PURPOSE OF THE STUDY.
To determine if an association exists between atopic dermatitis and attention deficit (hyperactivity) disorder (ADD/ADHD) in children and adults and to describe the factors that contribute to such an association.
This study analyzed pooled data from 19 US population-based surveys that included 354 416 children and adolescents aged 2–17 years.
Cross-sectional data were analyzed from 19 US population-based surveys, each assembled by the National Center for Health Statistics, including the 1997–2013 National Health Interview Survey and the 2003–2004 and 2007–2008 National Survey of Children’s Health. Associations of both atopic dermatitis and ADD/ADHD were examined in children aged 2–17 years, including sex, age, race, household income, highest level of household/parental education, birthplace in the US or elsewhere, and insurance coverage. Bivariate and multivariate logistic regression models were used in statistical analysis.

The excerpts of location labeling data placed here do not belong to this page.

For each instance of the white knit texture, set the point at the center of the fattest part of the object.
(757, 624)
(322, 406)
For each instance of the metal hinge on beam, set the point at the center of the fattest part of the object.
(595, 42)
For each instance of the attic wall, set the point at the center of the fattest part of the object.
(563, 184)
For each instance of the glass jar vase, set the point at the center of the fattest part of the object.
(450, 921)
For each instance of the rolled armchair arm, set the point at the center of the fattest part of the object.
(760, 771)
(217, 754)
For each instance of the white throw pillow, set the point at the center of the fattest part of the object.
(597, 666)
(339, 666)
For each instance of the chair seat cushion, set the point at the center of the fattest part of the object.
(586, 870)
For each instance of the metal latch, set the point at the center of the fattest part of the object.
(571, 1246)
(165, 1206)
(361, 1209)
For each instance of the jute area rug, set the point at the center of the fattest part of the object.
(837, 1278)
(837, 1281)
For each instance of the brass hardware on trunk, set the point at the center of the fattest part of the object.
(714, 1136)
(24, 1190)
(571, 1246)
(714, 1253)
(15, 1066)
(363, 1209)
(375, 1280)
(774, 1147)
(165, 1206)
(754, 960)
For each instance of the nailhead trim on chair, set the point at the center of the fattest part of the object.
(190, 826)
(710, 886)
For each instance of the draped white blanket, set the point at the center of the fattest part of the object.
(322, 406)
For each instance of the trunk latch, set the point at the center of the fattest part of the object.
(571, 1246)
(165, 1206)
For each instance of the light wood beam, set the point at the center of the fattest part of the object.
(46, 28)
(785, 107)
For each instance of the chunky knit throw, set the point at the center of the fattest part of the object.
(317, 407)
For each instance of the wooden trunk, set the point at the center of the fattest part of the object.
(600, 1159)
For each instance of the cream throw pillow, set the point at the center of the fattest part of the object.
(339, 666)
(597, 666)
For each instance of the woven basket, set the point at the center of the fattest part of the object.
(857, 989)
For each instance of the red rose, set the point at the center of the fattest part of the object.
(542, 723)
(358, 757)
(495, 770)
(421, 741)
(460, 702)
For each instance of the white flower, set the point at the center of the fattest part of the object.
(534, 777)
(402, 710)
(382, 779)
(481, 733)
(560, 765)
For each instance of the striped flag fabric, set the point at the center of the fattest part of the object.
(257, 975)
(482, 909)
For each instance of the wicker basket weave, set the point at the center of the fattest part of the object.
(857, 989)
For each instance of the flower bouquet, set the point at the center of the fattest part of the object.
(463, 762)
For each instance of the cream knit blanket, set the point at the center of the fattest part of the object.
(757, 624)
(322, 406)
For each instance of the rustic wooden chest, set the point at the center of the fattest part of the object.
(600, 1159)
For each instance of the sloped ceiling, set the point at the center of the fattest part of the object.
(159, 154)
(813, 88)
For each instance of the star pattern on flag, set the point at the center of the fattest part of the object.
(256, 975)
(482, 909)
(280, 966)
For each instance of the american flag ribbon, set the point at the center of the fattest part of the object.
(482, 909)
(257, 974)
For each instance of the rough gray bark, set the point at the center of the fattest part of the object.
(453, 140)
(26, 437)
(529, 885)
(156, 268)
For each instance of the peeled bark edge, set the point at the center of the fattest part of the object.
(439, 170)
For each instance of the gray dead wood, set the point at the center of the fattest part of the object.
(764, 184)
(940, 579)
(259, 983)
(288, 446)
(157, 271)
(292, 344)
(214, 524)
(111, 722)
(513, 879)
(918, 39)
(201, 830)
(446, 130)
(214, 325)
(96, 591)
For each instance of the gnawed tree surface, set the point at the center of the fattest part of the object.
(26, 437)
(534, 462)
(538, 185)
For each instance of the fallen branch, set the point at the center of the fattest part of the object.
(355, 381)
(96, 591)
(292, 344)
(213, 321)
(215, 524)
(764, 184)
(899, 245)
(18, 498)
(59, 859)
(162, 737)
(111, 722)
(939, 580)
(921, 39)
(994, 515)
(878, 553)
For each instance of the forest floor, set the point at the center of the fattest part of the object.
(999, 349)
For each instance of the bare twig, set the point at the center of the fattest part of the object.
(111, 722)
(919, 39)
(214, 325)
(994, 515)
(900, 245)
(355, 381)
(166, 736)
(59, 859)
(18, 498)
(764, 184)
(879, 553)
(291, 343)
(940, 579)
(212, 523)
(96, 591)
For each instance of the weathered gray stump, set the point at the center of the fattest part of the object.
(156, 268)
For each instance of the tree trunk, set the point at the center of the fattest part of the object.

The pooled prevalence of atopic dermatitis was 10.1%, and the pooled prevalence of ADD/ADHD was 7.3%. Children with atopic dermatitis demonstrated an association with ADD/ADHD (adjusted odds ratio [95% confidence interval], 1.14 [1.03–1.26]). Children with both severe atopic dermatitis and only 0–3 nights of adequate sleep per week had much higher odds of ADD/ADHD (16.83 [7.02–40.33]) than those with 0–3 nights of adequate sleep per week (1.83 [1.47–2.26]) or mild to moderate atopic dermatitis alone (1.56 [1.22–1.99]). Atopic dermatitis in the absence of other allergic diseases was also associated with increased risk of ADD/ADHD in children. For children with atopic dermatitis, a history of anemia, headaches, and obesity were associated with higher odds of ADD/ADHD.
Atopic dermatitis in children is associated with increased odds of ADD/ADHD. Headaches, obesity, and anemia occurring in children with atopic dermatitis further increase the risk of ADD/ADHD.
This study demonstrates that atopic dermatitis in the absence of other allergic diseases in children is associated with increased risk of ADD/ADHD. Furthermore, severe atopic dermatitis and sleep disturbance may act both independently and synergistically to increase the risk of ADD/ADHD. Improved understanding of these risk associations between atopic dermatitis and ADD/ADHD will assist in the clinical care of these children.